Lot 129

FRANCIS CAMPBELL BOILEAU CADELL R.S.A., R.S.W. (SCOTTISH 1883-1937)
JEAN CADELL AMONG TREES





Scottish Paintings & Sculpture
Auction: Evening Sale ft. A Century of Scottish Colourists | Lots 88 to 168 | Thursday 04 June 2026 from 6pm
Description
Signed and dated '12, oil on board
Dimensions
45.5cm x 36.5cm (18in x 14in)
Provenance
Given by the Artist to Sir Patrick Ford (1880-1945) and thence by family descent to the present owner
Literature:
Tom Hewlett and Duncan Macmillan, F. C. B. Cadell: The Life and Works of a Scottish Colourist 1883-1937, Lund Humphries, Farnham, 2011, repr.col. p.36, fig.26 (as ‘Girl in White Dress and Hat - Sunlight Trees’)
Footnote
Jean Among Trees is a tender and elegant portrait of the Scottish Colourist F. C. B. Cadell’s younger sister, Jean Dunlop Cadell (1884-1967), who became a celebrated actress. Born just one year apart, the siblings enjoyed a close, life-long relationship, with Cadell becoming a father figure to Jean’s only child, John, following the early death of her husband.

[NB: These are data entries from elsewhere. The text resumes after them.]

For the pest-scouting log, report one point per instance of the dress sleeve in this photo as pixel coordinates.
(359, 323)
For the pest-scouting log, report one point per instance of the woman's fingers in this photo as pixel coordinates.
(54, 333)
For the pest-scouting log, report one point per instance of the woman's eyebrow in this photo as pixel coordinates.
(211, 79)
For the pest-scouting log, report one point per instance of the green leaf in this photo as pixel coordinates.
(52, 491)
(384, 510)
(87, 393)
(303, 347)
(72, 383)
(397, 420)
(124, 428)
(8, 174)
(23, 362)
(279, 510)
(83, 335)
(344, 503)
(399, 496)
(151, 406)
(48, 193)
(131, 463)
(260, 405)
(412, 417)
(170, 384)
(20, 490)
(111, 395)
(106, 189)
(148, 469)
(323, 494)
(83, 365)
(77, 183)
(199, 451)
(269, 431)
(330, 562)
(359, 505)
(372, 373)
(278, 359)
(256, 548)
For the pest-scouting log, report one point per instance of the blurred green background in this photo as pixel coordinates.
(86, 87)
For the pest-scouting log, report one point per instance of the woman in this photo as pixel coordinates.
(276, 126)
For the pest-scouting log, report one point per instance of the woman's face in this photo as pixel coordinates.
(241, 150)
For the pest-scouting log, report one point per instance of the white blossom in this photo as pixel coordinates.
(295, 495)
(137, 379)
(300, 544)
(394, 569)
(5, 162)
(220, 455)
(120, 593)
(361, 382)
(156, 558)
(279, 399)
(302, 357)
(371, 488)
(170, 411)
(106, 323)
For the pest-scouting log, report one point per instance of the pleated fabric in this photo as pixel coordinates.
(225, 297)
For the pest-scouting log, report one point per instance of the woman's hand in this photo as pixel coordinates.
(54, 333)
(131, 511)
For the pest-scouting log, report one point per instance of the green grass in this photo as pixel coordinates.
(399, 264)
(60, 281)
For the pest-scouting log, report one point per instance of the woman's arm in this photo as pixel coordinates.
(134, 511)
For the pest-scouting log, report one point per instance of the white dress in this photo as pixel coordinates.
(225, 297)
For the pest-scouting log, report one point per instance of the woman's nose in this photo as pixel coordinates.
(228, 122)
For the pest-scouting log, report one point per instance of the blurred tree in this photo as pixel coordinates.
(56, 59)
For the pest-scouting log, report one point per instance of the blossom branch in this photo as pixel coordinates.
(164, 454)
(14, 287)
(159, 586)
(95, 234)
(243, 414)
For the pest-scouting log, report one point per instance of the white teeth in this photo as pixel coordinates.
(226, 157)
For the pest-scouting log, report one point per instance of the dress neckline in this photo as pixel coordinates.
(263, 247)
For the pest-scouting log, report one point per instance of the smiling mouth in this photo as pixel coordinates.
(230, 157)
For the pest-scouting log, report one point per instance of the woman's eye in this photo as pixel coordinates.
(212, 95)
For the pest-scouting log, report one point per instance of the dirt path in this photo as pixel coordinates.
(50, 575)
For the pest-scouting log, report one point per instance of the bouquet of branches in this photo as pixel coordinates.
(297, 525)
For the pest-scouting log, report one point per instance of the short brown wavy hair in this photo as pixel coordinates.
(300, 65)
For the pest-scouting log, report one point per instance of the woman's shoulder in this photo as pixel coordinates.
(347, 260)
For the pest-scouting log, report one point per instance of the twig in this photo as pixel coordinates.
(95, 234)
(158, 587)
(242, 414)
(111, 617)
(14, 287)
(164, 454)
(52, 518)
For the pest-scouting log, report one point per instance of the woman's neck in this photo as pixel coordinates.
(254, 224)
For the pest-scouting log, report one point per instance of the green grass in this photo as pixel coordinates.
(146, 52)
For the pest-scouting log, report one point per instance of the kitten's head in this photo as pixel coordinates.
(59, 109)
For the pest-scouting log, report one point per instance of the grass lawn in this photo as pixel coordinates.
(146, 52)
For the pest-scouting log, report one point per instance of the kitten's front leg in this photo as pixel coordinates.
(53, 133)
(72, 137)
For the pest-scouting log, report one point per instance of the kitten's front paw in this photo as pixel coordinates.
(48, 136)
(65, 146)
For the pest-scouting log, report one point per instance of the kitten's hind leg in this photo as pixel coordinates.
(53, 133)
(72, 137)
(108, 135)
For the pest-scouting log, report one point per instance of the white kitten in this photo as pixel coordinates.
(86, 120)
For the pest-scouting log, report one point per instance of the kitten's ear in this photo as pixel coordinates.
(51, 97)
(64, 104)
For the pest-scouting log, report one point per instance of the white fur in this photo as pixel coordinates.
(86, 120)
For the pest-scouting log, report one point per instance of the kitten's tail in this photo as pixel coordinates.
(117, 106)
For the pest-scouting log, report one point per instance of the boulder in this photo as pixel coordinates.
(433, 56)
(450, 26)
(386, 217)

On the advice of the artist Arthur Melville, Cadell (known in the family as ‘Bunty’) moved to Paris in 1898, at the age of fifteen, to commence his artistic training. He was accompanied by Jean and their mother, Mary Hamilton Boileau, whilst their father, also named Francis, and younger brother Arthur remained in Edinburgh. Jean sat for her brother from an early age and in a letter to their father of 2 March 1900, Mary explained ‘He did a rough watercolour of Jean yesterday afternoon, and took it to show [Alphonse Mucha], who criticised it most favourably, and B. came home in great spirits.’ (F. C. B. Cadell Papers, National Galleries of Scotland Archive, GMA AL/15/1/31). Further correspondence reveals that Jean took French and German lessons whilst living in Paris. The family also lived together in Germany between 1906 and 1908, during which time Cadell studied at the Academie der Bildenden Künste in Munich.
Jean Among Trees was painted whilst she and Cadell were staying at Dalserf, in the Scottish Lowlands. Jean is depicted standing under dappled sunlight, in a full-length summer dress and matching hat. Cadell’s bravura brushwork describes the picturesque scene, with points of details, such as those representing his sister’s facial features, giving way to expressive swathes in the foreground.
As their great-niece, Selina Cadell, has recalled, Jean showed tremendous courage and independence by embarking on a career as an actor. Her parents did not believe it was a suitable pursuit for their daughter, but did permit her to appear in the then fashionable tableaux vivants. Family legend has it that she was approached after one such performance by the impresario George Alexander of London’s Theatre Royal Drury Lane, but did not follow up his offer of a job until her parents had died (Mary in 1907 and Francis in 1909). Cadell lent her the train fare to the English capital, she knocked on the theatre’s Stage Door and as a result worked there for two years. She is also believed to have travelled as a foot passenger, by herself, on a Russian cargo ship to Los Angeles in the 1930s, in order to meet W. C. Fields and suggest that she play Mrs Micawber in his forthcoming film of David Copperfield (1935); she got the part. She is, however, perhaps best known for her roles in the comedies made by Ealing Studios in London after the Second World War, most famously playing Mrs Campbell in Whisky Galore (1949).
Cadell painted the present work in 1912, the year in which he was a co-founder of the Society of Eight exhibiting society, alongside John Lavery amongst others. Their friendship can be seen in the shared sympathetic approach to a beautiful female model seen in Jean Among Trees. The Society was underwritten by Cadell’s Edinburgh Academy school friend, Patrick Ford, who was one of his most important patrons and collectors. It has remained in Ford’s family to this day. Cadell went on to serve in the First Word War and to emerge in the 1920s as one of Scotland’s most important artists of the twentieth century. On his death in 1937, Jean and her son were the main beneficiaries of his will and Jean did much to secure his artistic legacy.
We are grateful to the director and actor Selina Cadell, the artist and sitter’s great-niece, for her help with our research into this painting.